Die Fritzbox 4630 funkt parallel in den 2,4- und 5-GHz-Bändern mit je zwei MIMO-Streams. Im 5-GHz-Band ergibt das eine maximale Übertragungsgeschwindigkeit von 2880 Mbit/s brutto (höchstens 80 statt 160 Megahertz Signalbreite); bei 2,4 GHz sind es nur 690 Mbit/s. Ein 6-GHz-Netz kann der Router nicht aufspannen. Die Wi-Fi-7-Funktion Multi-Link Operation (MLO) für simultane Übertragungen in den Funkbändern dürfte daher nur kleine Vorteile bringen.

Die teurere und ebenfalls modemlose Fritzbox 4690 (ab 260,61 €) erreicht doppelte WLAN-Übertragungsraten dank zusätzlicher MIMO-Streams. Zudem hat sie je einen WAN- und LAN-Port mit 10 Gbit/s sowie drei 2,5er-LAN-Anschlüsse.

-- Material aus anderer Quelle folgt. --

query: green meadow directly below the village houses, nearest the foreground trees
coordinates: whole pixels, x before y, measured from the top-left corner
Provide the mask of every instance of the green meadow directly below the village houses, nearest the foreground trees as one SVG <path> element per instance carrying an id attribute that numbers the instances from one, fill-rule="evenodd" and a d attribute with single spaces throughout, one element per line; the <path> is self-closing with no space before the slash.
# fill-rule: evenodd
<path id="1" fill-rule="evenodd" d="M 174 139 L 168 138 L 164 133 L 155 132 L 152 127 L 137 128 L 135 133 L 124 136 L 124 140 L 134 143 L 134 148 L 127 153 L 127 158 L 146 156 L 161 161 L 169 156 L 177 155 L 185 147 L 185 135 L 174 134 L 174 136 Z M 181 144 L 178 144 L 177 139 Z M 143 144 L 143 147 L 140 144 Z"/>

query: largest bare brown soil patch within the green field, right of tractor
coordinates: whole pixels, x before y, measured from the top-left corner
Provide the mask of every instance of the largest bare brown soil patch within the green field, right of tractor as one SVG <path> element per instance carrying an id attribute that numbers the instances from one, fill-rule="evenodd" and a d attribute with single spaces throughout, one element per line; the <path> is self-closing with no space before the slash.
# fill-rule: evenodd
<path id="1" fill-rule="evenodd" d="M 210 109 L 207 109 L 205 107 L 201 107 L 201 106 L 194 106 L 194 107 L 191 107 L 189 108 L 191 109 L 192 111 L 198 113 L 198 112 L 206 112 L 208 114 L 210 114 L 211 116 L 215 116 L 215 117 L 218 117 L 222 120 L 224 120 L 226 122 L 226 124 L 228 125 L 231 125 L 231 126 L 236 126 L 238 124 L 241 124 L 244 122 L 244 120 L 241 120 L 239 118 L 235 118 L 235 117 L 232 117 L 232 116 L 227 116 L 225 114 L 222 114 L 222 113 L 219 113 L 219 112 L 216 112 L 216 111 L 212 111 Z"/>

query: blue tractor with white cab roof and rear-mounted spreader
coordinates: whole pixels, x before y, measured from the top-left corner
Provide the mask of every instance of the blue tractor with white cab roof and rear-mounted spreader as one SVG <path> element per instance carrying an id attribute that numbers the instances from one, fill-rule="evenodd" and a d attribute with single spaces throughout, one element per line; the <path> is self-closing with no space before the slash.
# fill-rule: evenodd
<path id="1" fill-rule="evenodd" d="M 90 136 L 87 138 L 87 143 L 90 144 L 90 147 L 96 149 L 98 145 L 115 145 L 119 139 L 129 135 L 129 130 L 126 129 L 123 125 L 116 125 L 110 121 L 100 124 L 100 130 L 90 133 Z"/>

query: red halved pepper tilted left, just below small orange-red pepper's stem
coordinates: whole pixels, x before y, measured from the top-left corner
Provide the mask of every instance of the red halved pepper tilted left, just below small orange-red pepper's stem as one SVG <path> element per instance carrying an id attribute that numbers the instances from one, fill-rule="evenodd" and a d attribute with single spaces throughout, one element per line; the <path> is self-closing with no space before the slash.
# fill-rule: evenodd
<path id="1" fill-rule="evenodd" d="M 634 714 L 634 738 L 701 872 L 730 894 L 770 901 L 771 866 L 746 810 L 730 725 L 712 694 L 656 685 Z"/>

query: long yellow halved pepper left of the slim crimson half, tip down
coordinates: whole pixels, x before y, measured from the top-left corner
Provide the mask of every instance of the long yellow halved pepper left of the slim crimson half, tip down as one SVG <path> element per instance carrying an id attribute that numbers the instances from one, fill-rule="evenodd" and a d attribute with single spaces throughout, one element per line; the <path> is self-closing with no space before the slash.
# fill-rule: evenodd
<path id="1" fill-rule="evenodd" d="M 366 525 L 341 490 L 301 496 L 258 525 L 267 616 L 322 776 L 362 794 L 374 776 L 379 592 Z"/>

Wie üblich gibt es Annehmlichkeiten wie USB (3.2 Gen 1, früher USB 3.0 genannt, bis 5 Gbit/s), DECT-Telefonie und Smart-Home-Support. Per USB können Nutzer etwa einen Drucker oder einen Datenträger für eine eigene Mini-Cloud oder Medienserver anschließen. Mit Fritz-Repeatern oder anderen Access-Points kann die Fritzbox 4630 ein Mesh-WLAN aufspannen.

Fritz spricht in seiner Mitteilung von sofortiger Verfügbarkeit. Händler sollten sie daher zeitnah ins Programm aufnehmen. Der Hersteller selbst listet den Router bislang nicht im eigenen Webshop.